Zechariah has prayed for a child, and for a Messiah, for many years. His prayers have seemed to go unheard, and at least, unanswered. And then, after all seemed lost, he receives the too-good-to-be true message from the Angel that his wife is going to have a baby. And it's hard to blame him for asking, "How will I know?", even though this question is considered by many to be a lack of faith. He is unable to speak for the duration of Elizabeth's pregnancy. But when his son is born, he writes down, "His name is John," and then becomes able to speak, and even to prophecy about the new thing that God is doing.

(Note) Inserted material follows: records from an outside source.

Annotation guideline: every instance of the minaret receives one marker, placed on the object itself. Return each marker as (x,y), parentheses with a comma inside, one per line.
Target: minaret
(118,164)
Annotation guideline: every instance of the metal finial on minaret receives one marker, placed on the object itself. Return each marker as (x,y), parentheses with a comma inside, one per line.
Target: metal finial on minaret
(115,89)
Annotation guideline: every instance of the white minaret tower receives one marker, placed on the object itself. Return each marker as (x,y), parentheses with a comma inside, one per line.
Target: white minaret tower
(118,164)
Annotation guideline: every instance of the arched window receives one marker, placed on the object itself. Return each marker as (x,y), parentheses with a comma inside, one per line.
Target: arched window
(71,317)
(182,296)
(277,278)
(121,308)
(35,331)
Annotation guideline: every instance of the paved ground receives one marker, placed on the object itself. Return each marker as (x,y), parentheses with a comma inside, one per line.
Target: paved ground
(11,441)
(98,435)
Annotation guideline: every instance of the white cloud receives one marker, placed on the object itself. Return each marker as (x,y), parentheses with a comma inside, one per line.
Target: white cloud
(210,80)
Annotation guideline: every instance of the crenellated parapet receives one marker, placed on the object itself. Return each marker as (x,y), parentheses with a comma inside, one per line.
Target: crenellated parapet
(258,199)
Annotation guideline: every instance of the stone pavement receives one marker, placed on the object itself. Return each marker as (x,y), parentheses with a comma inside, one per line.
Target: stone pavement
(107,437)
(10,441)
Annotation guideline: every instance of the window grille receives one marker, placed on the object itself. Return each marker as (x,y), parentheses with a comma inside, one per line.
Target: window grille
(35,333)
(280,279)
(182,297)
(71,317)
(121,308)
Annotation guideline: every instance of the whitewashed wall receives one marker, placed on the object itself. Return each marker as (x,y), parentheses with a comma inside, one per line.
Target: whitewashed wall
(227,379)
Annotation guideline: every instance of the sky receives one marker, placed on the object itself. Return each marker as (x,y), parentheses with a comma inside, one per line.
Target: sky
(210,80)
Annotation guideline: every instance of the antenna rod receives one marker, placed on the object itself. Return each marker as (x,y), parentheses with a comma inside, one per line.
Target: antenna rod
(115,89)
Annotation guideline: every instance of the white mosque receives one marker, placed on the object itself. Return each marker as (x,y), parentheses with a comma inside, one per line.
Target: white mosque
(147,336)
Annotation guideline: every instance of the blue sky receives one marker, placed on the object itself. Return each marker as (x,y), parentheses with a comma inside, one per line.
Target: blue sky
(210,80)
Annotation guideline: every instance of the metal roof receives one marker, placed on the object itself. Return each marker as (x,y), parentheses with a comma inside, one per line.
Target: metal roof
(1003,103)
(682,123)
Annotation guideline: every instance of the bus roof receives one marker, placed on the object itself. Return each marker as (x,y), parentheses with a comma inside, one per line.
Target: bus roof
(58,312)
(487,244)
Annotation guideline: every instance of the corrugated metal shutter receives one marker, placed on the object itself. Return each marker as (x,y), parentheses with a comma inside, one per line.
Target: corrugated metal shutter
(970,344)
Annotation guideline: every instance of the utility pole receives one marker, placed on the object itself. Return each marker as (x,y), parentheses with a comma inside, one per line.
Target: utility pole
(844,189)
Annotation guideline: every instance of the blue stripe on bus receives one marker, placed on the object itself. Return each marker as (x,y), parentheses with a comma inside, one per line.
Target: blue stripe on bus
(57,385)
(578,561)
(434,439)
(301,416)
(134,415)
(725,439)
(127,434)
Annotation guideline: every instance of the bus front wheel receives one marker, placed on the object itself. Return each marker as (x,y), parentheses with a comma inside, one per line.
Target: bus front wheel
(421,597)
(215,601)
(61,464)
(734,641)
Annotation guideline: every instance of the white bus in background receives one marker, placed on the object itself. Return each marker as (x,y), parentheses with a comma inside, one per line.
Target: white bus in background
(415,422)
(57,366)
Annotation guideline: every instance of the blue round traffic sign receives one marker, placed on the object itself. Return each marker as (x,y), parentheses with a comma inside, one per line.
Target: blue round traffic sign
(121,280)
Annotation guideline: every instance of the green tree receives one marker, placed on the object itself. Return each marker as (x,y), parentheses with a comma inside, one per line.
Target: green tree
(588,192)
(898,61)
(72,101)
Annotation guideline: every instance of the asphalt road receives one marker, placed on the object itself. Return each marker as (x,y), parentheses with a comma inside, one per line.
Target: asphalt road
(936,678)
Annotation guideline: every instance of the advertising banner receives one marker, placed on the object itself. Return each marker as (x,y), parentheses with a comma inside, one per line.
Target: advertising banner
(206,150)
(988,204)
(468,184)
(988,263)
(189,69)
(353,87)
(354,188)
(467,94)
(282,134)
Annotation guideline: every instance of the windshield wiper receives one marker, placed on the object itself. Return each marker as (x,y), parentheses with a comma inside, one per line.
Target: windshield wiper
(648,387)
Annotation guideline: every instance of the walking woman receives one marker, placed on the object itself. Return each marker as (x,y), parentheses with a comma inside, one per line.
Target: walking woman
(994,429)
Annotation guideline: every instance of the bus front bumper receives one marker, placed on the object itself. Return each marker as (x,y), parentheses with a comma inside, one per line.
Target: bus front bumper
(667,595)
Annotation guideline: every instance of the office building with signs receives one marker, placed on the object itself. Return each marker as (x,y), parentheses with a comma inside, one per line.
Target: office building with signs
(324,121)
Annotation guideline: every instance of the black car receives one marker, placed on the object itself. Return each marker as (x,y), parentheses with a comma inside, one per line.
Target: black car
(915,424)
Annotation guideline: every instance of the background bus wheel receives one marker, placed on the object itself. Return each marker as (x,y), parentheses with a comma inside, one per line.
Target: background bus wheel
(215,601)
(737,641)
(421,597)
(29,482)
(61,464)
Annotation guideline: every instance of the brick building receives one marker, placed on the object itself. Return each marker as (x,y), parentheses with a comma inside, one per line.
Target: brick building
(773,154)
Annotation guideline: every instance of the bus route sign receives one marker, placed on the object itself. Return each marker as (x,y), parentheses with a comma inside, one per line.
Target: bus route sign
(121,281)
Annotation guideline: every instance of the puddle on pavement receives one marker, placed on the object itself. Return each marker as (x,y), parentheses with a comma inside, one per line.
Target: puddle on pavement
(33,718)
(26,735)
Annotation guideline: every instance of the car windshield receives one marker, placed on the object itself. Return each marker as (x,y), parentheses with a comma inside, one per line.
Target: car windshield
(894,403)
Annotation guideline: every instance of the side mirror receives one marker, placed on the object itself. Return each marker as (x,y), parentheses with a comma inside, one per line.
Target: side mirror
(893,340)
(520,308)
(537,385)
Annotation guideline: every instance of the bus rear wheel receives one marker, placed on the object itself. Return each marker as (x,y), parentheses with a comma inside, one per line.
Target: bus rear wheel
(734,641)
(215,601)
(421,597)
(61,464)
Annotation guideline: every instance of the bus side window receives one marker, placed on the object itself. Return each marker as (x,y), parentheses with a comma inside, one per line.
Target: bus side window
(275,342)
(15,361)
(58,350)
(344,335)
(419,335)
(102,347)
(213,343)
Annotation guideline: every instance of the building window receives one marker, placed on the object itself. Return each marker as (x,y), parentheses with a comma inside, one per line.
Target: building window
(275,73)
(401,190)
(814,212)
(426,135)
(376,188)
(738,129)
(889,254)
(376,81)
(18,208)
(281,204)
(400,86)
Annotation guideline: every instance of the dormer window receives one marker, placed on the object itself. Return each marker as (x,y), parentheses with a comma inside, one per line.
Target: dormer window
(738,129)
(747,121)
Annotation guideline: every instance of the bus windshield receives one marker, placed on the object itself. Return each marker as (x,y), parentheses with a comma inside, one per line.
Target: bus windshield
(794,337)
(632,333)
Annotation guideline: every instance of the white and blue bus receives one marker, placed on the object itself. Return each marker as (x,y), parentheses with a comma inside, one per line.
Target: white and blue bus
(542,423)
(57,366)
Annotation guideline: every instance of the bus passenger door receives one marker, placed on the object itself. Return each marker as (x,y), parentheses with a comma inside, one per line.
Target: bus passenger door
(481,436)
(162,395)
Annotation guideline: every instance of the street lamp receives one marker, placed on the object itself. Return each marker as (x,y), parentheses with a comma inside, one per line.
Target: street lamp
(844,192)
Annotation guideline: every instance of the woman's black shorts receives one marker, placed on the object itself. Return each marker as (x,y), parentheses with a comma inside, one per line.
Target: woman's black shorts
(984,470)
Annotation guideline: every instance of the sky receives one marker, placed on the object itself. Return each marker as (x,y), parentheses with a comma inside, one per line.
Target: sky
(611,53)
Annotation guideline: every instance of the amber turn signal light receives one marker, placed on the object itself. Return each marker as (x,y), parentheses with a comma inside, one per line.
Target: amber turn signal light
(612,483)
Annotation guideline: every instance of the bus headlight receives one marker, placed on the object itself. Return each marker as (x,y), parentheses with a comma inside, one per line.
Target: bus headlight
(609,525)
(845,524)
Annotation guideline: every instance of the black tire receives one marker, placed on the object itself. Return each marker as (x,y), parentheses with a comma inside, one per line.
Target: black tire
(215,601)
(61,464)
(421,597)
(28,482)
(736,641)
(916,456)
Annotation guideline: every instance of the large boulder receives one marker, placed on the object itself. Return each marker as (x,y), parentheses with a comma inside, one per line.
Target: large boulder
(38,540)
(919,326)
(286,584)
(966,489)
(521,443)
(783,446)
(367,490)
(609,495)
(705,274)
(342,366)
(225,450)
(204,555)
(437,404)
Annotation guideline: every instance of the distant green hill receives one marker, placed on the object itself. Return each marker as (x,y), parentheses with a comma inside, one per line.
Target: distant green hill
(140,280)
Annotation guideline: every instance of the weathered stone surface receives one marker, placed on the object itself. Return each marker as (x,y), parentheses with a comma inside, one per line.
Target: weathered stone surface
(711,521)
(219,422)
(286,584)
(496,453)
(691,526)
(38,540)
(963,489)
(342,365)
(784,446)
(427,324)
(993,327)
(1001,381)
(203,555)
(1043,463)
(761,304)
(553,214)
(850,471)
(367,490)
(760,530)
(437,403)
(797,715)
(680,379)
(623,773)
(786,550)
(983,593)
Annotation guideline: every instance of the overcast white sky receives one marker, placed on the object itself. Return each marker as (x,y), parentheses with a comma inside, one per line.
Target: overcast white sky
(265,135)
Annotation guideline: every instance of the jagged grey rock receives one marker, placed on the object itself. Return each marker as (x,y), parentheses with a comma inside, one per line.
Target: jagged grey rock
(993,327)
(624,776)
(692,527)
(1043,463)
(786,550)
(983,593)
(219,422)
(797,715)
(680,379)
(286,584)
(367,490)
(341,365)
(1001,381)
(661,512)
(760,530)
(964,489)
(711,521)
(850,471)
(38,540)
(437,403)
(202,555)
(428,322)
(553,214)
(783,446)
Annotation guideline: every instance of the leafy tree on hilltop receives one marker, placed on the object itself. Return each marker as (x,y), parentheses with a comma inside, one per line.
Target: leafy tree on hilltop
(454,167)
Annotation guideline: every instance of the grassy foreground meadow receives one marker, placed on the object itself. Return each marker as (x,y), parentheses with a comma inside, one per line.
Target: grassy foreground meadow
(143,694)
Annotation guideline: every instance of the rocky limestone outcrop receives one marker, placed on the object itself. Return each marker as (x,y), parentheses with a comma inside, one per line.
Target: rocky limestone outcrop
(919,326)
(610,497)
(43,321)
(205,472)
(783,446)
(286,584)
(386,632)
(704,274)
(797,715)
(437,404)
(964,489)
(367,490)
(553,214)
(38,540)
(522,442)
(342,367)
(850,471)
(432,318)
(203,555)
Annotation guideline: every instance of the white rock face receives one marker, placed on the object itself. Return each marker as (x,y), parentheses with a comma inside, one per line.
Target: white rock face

I can relate to this elderly, barren couple, hanging on to faith, but harboring doubts. They want God to do a new thing in their lives, and in their community, but they are past expecting, past hoping. They don't want to say it, probably, but they have given up. And after they are past hoping, past expecting, then God tells them they will be parents. Probably they are wondering if they have the energy for this, at the same time that they are rejoicing.
If we can't take John's judgment, at least, during Advent, we can take Elizabeth and Zechariah's barrenness, and understand the complicated and wonderful promise that God is giving to them, and to us. Into a world where we have given up, God comes and plants new life. Into a world barren of hope, God sends the gift of expectancy. It is enough, for right now, anyway.
Now that I think of it, that's as common thread in John the Baptist's message as well. Read between his harsh lines of judgment, and you can almost see the people leaning forward, "Is this the one? I mean, even tax collectors are coming to be baptized! It could be...."
Advent bookends: from being barren to expecting.